Protesters Natalie Conrad and Debi Davis attempt to mingle with pedestrians during the Vote No Proposition 1 protest on the west steps of the Capitol on February 1.
We are people living with serious mental illness. We are clients and providers of California’s public mental health system. We are voting “no” on Proposition 1, Mental Health Funding Reform and Bond Measures, on the March ballot.
Proposition 1 would undo what this community has fought for and accomplished over the past 20 years. In 2004, we jointly drafted the Mental Health Services Act (MHSA), which received over 370,000 signatures to qualify for the ballot and passed. For the first time in California’s history, our public mental health system had a dedicated funding source for the services we wanted and designed, and in amounts that exceeded what Medi-Cal would cover.
Currently, MHSA is administered at the community level. Counties receive funding based on a largely open-ended formula that allows them to design programs and disburse funds that involve people living with severe mental illness and their families, including members of marginalized communities. It has been demanded. MHSA funds highly effective and unique services such as peer support, where people recovering from severe mental illness act as providers for each other. Prevention and early intervention funding went toward community-defined services for people who cannot access them through traditional pathways for behavioral health.
Now comes Proposition 1, which was developed behind closed doors and would nearly obliterate the MHSA with a slew of new state mandates and top-down controls. Behind the campaign slogan “Treatment, not tents” lies devastating cuts to voluntary mental health services for the most severely mentally ill and unprecedented contributions of tax dollars to build privatized facilities. is hidden.
If Prop. 1 passes, California counties will be forced to cut basic mental health services such as outpatient treatment, crisis services, and peer support services that keep high-risk clients stable and save lives. He testified that it would be done. Proposition 1 also asks counties to provide services to people with substance use disorders from similarly significantly reduced funding.

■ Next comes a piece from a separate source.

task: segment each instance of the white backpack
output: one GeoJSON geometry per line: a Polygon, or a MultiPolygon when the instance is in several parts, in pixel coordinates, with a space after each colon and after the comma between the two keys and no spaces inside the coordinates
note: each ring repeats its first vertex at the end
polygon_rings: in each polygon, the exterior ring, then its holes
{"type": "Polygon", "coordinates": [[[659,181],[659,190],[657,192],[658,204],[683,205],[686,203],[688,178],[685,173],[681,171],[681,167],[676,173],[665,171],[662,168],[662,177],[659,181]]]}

It is impossible to expand services while reducing funding. Proposition 1 provides no new funding for behavioral health services, which means there is nothing to fill the new gap created by Proposition 1. Instead, they are stealing volunteer services to subsidize a new empire of private behavioral health facilities. Proposition 1 would shift nearly $1 billion annually from services to “housing interventions” and “maintain essential treatment centers” built under companion bonds. But that doesn’t necessarily mean a new home.
Of the $6.4 billion in bonds, $4.4 billion is earmarked for infrastructure programs that include grants to build clinical treatment facilities operated by private companies. Including interest, bond costs can increase by 60% over its lifetime, which is worth considering as the state faces its worst budget deficit since the Great Recession.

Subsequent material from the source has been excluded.